Floating Point Error - Addition/Subtraction


#1

There is a floating point bug that I can only get to rear its head in a particular way. I have distilled down to this simple example. Add three particular numbers (haven’t played around with which numbers cause the problem, but these do), subtract the sum from the same number in another field and the result is displayed as zero, as it should. Put an IF statement in another field comparing the result to zero, and the comparison fails. I was able to get the IF statement to display the floating point error by displaying “ZERO” or the calculated result. See below:


I have a larger base where I am adding a number of fields and comparing the result to what it should be and flagging the result if it isn’t the same. This bug is causing a number of false negatives, so a fix would be greatly appreciated!

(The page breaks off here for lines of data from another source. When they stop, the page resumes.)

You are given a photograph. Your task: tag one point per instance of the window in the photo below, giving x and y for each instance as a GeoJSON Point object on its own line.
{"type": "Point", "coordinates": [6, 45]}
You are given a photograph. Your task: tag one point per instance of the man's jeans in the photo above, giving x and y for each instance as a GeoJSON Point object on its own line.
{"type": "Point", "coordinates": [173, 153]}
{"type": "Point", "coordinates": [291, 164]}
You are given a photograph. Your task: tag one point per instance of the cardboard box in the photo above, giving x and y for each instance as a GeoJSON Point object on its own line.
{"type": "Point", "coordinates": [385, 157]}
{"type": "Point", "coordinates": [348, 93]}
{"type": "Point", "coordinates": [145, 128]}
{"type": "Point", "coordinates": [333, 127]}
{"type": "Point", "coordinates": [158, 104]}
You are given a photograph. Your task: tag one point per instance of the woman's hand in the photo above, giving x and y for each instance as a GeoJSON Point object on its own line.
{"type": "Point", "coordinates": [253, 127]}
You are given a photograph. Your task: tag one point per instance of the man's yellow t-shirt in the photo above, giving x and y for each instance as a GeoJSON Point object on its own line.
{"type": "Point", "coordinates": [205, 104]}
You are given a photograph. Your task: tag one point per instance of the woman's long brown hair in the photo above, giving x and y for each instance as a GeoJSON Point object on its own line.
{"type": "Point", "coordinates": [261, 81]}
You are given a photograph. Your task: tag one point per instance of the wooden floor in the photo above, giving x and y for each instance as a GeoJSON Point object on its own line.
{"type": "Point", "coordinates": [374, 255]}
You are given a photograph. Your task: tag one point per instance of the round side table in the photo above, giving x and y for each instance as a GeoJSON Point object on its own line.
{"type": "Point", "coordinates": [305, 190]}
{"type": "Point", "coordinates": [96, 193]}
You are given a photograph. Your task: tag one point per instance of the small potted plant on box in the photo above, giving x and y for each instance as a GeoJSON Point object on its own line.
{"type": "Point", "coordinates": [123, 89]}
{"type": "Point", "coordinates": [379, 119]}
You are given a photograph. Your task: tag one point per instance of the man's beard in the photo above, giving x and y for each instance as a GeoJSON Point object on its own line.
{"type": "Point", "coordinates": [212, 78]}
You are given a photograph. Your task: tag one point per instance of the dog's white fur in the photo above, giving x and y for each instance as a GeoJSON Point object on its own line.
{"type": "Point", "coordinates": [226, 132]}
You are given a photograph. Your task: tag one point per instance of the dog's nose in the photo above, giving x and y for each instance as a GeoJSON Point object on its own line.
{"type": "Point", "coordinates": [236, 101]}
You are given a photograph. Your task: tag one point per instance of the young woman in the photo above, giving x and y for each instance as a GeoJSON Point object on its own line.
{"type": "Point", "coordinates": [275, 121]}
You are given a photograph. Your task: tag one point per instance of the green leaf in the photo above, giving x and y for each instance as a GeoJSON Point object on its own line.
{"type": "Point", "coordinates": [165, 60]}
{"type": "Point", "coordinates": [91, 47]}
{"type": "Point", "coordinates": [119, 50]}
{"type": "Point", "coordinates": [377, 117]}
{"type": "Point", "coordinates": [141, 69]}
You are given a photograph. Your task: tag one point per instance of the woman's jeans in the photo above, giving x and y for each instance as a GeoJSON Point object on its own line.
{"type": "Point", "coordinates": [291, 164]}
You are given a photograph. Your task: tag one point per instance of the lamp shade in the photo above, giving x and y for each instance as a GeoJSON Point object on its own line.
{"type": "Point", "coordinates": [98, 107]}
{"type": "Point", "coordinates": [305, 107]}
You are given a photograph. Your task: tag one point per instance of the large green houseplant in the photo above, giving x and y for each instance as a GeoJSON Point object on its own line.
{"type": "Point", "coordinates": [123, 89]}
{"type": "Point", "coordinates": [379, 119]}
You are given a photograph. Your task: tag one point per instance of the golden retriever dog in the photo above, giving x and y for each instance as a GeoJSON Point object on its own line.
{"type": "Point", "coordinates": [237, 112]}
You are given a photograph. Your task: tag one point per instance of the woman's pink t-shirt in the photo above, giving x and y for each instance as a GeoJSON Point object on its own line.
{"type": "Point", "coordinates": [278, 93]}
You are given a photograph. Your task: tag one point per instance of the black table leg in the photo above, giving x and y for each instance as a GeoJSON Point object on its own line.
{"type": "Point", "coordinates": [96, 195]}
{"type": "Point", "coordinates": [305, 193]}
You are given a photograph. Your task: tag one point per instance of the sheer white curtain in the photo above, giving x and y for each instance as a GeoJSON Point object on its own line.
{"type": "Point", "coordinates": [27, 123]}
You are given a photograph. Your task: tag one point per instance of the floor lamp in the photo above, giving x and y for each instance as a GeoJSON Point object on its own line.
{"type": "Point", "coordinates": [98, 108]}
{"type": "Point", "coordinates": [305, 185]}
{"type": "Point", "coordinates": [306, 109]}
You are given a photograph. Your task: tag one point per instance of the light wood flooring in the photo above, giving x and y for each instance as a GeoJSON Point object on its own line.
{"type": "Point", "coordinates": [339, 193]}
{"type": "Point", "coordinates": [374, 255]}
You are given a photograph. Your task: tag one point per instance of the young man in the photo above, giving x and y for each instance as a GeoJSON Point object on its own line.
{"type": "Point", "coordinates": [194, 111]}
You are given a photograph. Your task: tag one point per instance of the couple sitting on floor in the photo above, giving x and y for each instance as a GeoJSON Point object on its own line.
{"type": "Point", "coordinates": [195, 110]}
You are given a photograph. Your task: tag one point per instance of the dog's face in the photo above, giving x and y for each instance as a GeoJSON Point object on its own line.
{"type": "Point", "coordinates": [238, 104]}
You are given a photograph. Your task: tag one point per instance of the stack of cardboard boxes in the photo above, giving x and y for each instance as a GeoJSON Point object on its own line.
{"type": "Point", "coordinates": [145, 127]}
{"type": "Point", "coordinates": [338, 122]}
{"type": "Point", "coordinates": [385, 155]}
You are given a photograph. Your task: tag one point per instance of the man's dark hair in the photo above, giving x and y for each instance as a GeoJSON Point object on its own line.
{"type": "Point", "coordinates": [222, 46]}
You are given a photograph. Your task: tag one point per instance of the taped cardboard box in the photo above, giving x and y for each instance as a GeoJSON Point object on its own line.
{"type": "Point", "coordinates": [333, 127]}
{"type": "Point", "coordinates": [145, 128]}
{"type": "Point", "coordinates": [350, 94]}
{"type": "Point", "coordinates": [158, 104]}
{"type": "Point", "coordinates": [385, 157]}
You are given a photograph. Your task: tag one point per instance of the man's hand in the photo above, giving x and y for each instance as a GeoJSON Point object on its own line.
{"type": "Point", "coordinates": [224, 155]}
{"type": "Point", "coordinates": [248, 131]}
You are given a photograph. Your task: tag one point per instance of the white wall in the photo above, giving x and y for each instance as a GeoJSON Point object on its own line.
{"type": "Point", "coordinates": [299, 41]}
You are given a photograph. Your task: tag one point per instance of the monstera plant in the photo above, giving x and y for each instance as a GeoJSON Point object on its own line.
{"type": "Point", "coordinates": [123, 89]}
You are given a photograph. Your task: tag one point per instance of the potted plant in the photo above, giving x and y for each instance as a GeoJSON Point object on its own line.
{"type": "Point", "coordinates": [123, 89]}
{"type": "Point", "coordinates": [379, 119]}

Love Airtable and I use it for more and more projects everyday, so thank you so much.

-Dave


#2

Hi Dave,

Floating point numbers can be tricky, because the under-the-hood representation isn’t always exactly the same as what you see printed out on the screen. For example, the value in the “Subtraction” field in your screenshot is not exactly 0.00000 — there are a few digits further to the right, but they’re getting rounded to zero.

When comparing floating point numbers, it’s a good idea to use ABS to compare the absolute difference against some threshold for equality, e.g.:

IF(ABS({Amount} - {Sum}) < 0.001, "ZERO", {Amount} - {Sum})


#3

Hi Kasra,

Thank you for your response. This is exactly why I called it a floating point error. The numbers 41.1, 14.99, and 329 are being summed as 385.090000000000005684341886080802. I understand the rounding concept and wasn’t implying the number in the subtraction field wasn’t being rounded. The three numbers aren’t being brought in from elsewhere and being rounded for representation on the screen, they’re typed in. That -5.684341886080802e-14 isn’t being carried in one of the three numbers, it’s being created during summation.

I understand that things are being done under the hood with floating point numbers being represented in a binary system, and rounding is being performed everywhere. I will contend though, that your workaround should be built-in if we were to change the format of the numbers to currency (and to the precision defined for decimals too, honestly), but as you can see below, that is not the case. Rounding is obviously being done or we wouldn’t get ZERO in line 4, but the granularity seems off. It seems rounding to a trillionth of a cent for currency should be ok and would appear to fix this problem.

Thanks again for your response. I will use your workaround for now.